Speakers professor Mona Siddiqui, professor of Islamic and interreligious studies at the University of Edinburgh, Alison Balharry, formerly of BBC World Service and Al Jazeera, Terry Anderson of Scottish Cartoon Art Studio and Angela Haggerty, editor of news website CommonSpace, to an extent found themselves taking a backseat as Mackay and Salih’s theological differences became apparent.

Noting the strong opinions of the audience debate, moderator Paul Holleran of NUJ Scotland asked if anyone in the room had actually read Charlie Hebdo - leaving a silence in which a pin could be heard dropping. Despite the publication’s circulation rarely breaching 30,000 issues, the Charlie Hebdo massacre sparked hundreds of thousands of #JeSuisCharlie proclamations on social media from individuals unlikely to have familiarity with the magazine’s content and the context in which it published the Mohammed cartoon.
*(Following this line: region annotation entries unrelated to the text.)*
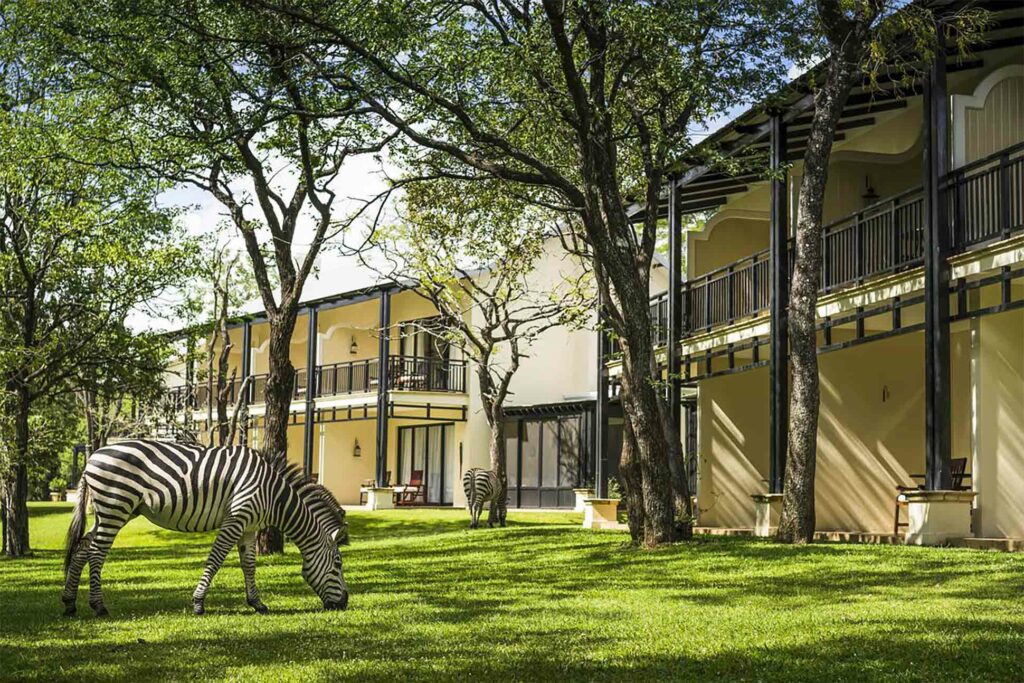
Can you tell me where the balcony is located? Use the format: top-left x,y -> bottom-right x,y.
604,143 -> 1024,357
167,356 -> 466,412
679,144 -> 1024,344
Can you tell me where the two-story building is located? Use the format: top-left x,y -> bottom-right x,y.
160,239 -> 667,508
598,3 -> 1024,539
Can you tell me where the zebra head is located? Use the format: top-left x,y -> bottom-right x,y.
302,482 -> 348,609
302,535 -> 348,609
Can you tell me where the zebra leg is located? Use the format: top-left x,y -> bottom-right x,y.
60,531 -> 93,616
487,498 -> 498,528
239,531 -> 269,614
88,510 -> 128,616
193,517 -> 245,614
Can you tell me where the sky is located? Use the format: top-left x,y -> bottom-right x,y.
140,60 -> 803,331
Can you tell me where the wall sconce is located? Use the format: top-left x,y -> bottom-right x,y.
860,175 -> 879,206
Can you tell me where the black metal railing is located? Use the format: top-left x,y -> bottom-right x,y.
942,143 -> 1024,252
671,143 -> 1024,344
316,358 -> 380,396
821,187 -> 925,292
167,356 -> 466,412
388,355 -> 466,393
683,250 -> 771,334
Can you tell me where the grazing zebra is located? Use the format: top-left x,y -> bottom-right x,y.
61,440 -> 348,616
462,467 -> 507,528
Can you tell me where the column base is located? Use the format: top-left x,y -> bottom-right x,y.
583,498 -> 618,528
367,486 -> 394,510
572,488 -> 594,512
751,494 -> 782,539
903,490 -> 976,546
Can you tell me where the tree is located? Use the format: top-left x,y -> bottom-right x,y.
384,178 -> 593,516
776,0 -> 986,543
47,0 -> 388,552
256,0 -> 795,546
179,239 -> 257,445
0,66 -> 188,556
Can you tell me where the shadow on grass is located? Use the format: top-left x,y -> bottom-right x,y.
0,514 -> 1024,681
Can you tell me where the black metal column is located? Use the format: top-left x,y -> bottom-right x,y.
924,26 -> 952,490
768,115 -> 790,494
239,319 -> 253,445
377,290 -> 391,487
302,306 -> 319,475
668,178 -> 685,463
594,289 -> 608,498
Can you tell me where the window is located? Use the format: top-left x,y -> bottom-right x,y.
519,422 -> 541,486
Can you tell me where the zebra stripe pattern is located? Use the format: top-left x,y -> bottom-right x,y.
462,467 -> 508,528
61,440 -> 348,616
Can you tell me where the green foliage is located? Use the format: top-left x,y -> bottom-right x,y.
0,2 -> 194,505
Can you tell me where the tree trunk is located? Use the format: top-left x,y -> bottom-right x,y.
658,387 -> 693,541
622,333 -> 676,548
217,286 -> 234,445
3,386 -> 32,557
584,202 -> 689,548
618,420 -> 644,546
257,306 -> 297,555
776,52 -> 857,543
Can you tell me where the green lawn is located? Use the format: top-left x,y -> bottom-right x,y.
0,505 -> 1024,682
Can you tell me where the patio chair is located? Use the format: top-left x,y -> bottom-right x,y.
398,470 -> 425,505
893,458 -> 971,533
359,470 -> 391,505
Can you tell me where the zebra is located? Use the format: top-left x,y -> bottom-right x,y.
462,467 -> 508,528
61,440 -> 348,616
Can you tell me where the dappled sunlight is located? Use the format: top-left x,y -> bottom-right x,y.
698,373 -> 768,527
0,510 -> 1024,681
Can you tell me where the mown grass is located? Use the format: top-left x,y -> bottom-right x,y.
0,505 -> 1024,682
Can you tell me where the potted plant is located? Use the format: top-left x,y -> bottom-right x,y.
50,475 -> 68,503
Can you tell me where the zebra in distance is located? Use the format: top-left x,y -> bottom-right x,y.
61,440 -> 348,616
462,467 -> 508,528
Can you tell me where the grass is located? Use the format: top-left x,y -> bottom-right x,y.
0,504 -> 1024,682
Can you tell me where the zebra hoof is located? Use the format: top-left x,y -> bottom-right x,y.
246,600 -> 270,614
324,591 -> 348,611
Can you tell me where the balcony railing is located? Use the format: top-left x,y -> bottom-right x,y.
683,250 -> 771,333
684,144 -> 1024,343
604,143 -> 1024,355
167,356 -> 466,412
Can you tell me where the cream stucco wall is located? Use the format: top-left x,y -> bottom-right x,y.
973,310 -> 1024,539
698,330 -> 971,532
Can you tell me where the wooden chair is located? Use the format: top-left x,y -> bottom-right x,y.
893,458 -> 971,533
398,470 -> 426,505
359,470 -> 391,505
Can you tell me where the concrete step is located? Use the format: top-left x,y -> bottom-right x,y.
814,531 -> 903,546
693,526 -> 754,536
964,539 -> 1024,553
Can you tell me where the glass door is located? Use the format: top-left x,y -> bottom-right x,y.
398,423 -> 452,505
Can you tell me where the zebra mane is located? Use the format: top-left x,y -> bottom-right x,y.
257,452 -> 345,533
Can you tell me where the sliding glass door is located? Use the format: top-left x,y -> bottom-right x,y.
398,423 -> 453,505
505,414 -> 590,508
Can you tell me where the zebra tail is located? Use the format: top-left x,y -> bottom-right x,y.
65,476 -> 89,577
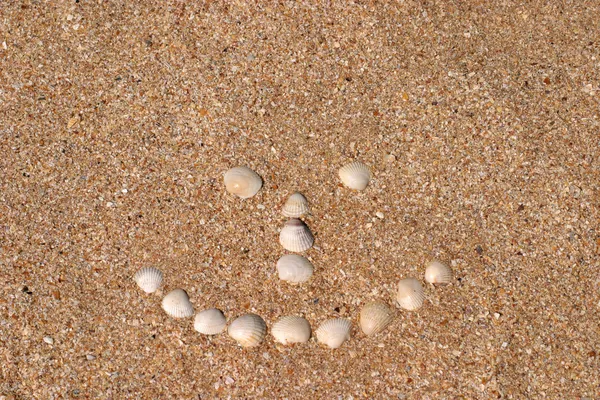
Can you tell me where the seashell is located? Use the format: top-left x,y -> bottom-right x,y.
271,316 -> 311,344
277,254 -> 314,285
194,308 -> 227,335
281,192 -> 308,218
339,161 -> 371,190
315,318 -> 352,349
425,261 -> 452,283
227,314 -> 267,347
279,218 -> 315,253
162,289 -> 194,318
223,167 -> 262,199
133,267 -> 162,293
360,301 -> 394,336
396,278 -> 425,310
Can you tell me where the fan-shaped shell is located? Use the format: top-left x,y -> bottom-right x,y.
277,254 -> 314,285
425,261 -> 452,283
194,308 -> 227,335
279,218 -> 315,253
281,192 -> 308,218
271,316 -> 311,344
360,301 -> 394,336
396,278 -> 425,310
162,289 -> 194,318
315,318 -> 352,349
223,167 -> 262,199
227,314 -> 267,347
339,161 -> 371,190
133,267 -> 162,293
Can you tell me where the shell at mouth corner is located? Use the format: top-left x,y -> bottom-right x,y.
281,192 -> 309,218
315,318 -> 352,349
133,267 -> 163,293
194,308 -> 227,335
162,289 -> 194,318
396,278 -> 425,311
271,316 -> 311,344
223,167 -> 262,199
360,301 -> 394,336
279,218 -> 315,253
277,254 -> 314,285
339,161 -> 371,190
227,314 -> 267,347
425,261 -> 452,283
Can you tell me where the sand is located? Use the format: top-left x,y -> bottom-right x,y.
0,0 -> 600,400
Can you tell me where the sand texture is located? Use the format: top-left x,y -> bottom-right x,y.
0,0 -> 600,400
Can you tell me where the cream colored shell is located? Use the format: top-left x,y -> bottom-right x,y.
396,278 -> 425,311
360,301 -> 394,336
194,308 -> 227,335
339,161 -> 371,190
279,218 -> 315,253
315,318 -> 352,349
223,167 -> 262,199
277,254 -> 314,285
281,192 -> 309,218
271,316 -> 311,344
227,314 -> 267,347
133,267 -> 163,293
162,289 -> 194,318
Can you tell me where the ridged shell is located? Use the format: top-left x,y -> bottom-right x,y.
425,261 -> 452,283
227,314 -> 267,347
315,318 -> 352,349
396,278 -> 425,311
339,161 -> 371,190
223,167 -> 262,199
162,289 -> 194,318
271,316 -> 311,344
277,254 -> 314,285
133,267 -> 162,293
360,301 -> 394,336
194,308 -> 227,335
281,192 -> 308,218
279,218 -> 315,253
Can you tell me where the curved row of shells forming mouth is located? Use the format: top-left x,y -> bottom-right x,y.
134,161 -> 452,349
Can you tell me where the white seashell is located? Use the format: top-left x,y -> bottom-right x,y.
279,218 -> 315,253
162,289 -> 194,318
277,254 -> 314,285
227,314 -> 267,347
339,161 -> 371,190
281,192 -> 308,218
425,261 -> 452,283
315,318 -> 352,349
194,308 -> 227,335
223,167 -> 262,199
360,301 -> 394,336
271,316 -> 311,344
396,278 -> 425,310
133,267 -> 162,293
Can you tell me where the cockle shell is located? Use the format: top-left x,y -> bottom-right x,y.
277,254 -> 314,285
396,278 -> 425,310
223,167 -> 262,199
279,218 -> 315,253
315,318 -> 352,349
425,261 -> 452,283
133,267 -> 162,293
339,161 -> 371,190
360,301 -> 394,336
162,289 -> 194,318
271,316 -> 311,344
281,192 -> 308,218
194,308 -> 227,335
227,314 -> 267,347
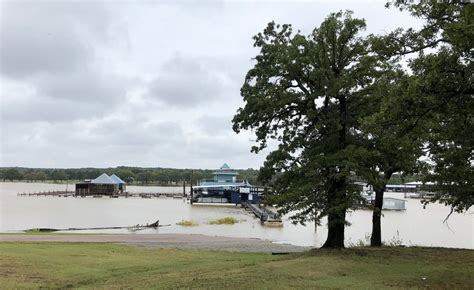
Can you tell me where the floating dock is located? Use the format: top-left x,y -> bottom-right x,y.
243,201 -> 283,225
17,191 -> 185,198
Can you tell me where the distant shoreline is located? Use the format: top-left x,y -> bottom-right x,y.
0,180 -> 183,187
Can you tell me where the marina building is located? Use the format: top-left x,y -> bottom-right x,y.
191,163 -> 264,204
76,173 -> 126,196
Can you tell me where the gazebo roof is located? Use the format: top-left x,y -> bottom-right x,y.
91,173 -> 117,184
110,174 -> 126,184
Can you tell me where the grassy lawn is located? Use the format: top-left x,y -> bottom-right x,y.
0,242 -> 474,289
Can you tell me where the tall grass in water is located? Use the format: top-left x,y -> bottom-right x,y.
208,217 -> 241,225
176,220 -> 199,227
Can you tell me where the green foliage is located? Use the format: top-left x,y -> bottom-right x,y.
374,0 -> 474,211
0,166 -> 259,186
176,220 -> 199,227
233,12 -> 384,247
0,243 -> 474,289
2,168 -> 23,181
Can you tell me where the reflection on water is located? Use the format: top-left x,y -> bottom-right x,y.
0,182 -> 474,249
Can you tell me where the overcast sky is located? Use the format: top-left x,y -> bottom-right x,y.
0,1 -> 415,168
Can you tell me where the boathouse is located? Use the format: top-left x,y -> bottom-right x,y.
76,173 -> 126,196
191,163 -> 263,204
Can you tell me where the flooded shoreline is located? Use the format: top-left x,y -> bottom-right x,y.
0,182 -> 474,249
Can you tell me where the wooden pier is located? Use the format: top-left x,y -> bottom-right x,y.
17,191 -> 185,198
243,201 -> 281,223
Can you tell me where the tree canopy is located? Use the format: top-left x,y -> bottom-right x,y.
374,0 -> 474,211
233,12 -> 384,247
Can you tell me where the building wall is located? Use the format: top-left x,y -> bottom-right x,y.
214,174 -> 237,181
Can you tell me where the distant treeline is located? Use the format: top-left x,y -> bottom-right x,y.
0,166 -> 259,185
0,166 -> 419,185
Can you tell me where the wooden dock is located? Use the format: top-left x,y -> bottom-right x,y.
17,191 -> 185,198
243,201 -> 281,223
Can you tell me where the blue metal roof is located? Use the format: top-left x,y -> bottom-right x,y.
220,163 -> 230,169
110,174 -> 126,184
91,173 -> 117,184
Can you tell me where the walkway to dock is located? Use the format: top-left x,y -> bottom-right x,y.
17,191 -> 184,198
244,201 -> 281,222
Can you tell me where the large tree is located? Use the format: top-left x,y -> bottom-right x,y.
233,12 -> 381,247
374,0 -> 474,211
355,67 -> 423,246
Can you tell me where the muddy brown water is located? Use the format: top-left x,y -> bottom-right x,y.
0,182 -> 474,249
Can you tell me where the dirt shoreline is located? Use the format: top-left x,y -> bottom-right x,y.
0,233 -> 310,253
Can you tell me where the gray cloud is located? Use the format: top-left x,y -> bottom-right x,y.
0,0 -> 422,168
148,56 -> 231,107
0,1 -> 111,77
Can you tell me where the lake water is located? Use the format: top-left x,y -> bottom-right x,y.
0,182 -> 474,249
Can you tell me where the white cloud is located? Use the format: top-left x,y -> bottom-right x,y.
0,1 -> 422,168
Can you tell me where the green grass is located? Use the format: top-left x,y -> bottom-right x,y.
208,217 -> 240,225
0,242 -> 474,289
176,220 -> 199,227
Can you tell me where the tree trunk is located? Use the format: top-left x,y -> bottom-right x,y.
370,186 -> 385,247
321,210 -> 346,249
370,169 -> 395,247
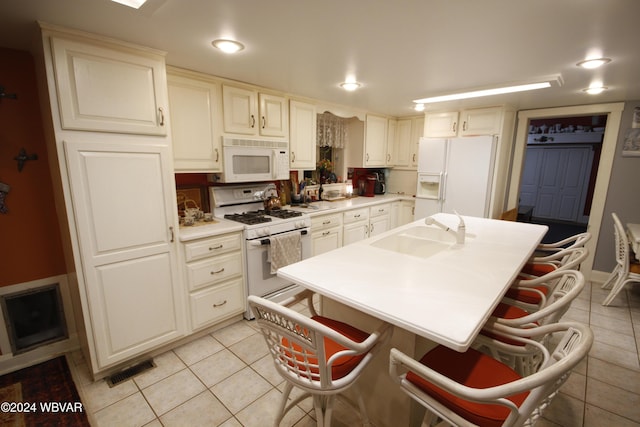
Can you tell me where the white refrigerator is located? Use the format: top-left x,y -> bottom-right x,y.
415,136 -> 496,219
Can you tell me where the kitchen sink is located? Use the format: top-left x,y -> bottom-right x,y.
371,226 -> 456,258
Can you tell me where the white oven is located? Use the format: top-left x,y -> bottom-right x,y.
217,137 -> 289,183
245,228 -> 311,318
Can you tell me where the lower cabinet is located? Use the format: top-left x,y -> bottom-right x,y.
183,232 -> 246,330
311,213 -> 342,255
342,208 -> 369,246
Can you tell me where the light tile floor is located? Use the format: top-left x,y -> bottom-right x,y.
72,285 -> 640,427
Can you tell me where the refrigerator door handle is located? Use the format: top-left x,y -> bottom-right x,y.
439,172 -> 447,202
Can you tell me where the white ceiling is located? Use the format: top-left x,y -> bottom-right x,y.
0,0 -> 640,116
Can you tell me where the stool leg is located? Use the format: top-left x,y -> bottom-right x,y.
273,381 -> 293,427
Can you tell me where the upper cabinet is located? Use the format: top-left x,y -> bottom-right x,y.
393,116 -> 424,169
364,114 -> 388,167
51,36 -> 168,135
425,107 -> 503,138
289,99 -> 318,170
222,85 -> 289,138
167,74 -> 222,172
Angela Haggerty, editor of CommonSpace and former Drum reporter, argued that it was not the content of Charlie Hebdo that mattered but the extremist's attempt to gag the publication: “When I heard of the Charlie Hebdo shootings I was in the office, sitting with my team of journalists. The idea of individuals entering a newsroom and slaying human beings because they didn’t like what they had to say filled me with nauseating horror. If it can happen to Charlie Hebdo, it can happen anywhere, and increasingly we see worldwide that it does.”

An audience member accused the media of “not standing in the shoes” of the vulnerable people it purports to represent. Haggerty responded: “There is hypocrisy everywhere, we just need to be honest” adding that readers can be just at fault as writers.

Next, Roshan Muhammed Salih, 5Pillars head, said free speech should be restricted to respect religion, condemning the extremist attacks while also expressing disgust at Chalire Hebdo’s decision to publish the “vile” Prophet Mohammed cover, adding that he would “never show solidarity with racists”.

More broadly, Salih claimed the UK media often “deflects criticism of British foreign policy onto the Muslim community despite Muslims being a small minority in the country."

Britain - and France’s - Muslim communities are “weak and vulnerable” growing only more so due to media “scaremongering," concluding, “The real winners from the Charlie Hebdo attack will be racists, Islamophobes and journalists playing into it.”

Neil Mackay, Sunday Herald news editor, responded: “I don’t respect religion,” before asserting that criticism of religion was not comparable to criticism of race as ideas, even religion, should be open to discussion.

Furthermore, Mackay stated: “You can't say that a religion with 1.6bn followers does not have power - of course it does.”

On what she was doing, to change the media landscape with CommonSpace, Haggerty said: “A new-media must move away from a PR culture, engage with the public and ensure editorial freedom.”

Mackay contrastingly said the Sunday Herald is not going to change, citing his pride in its support of Scottish Independence and its opposition to the Iraq War. He signed off with: “The Sunday Herald will continue being the awkward bastards we have always been.”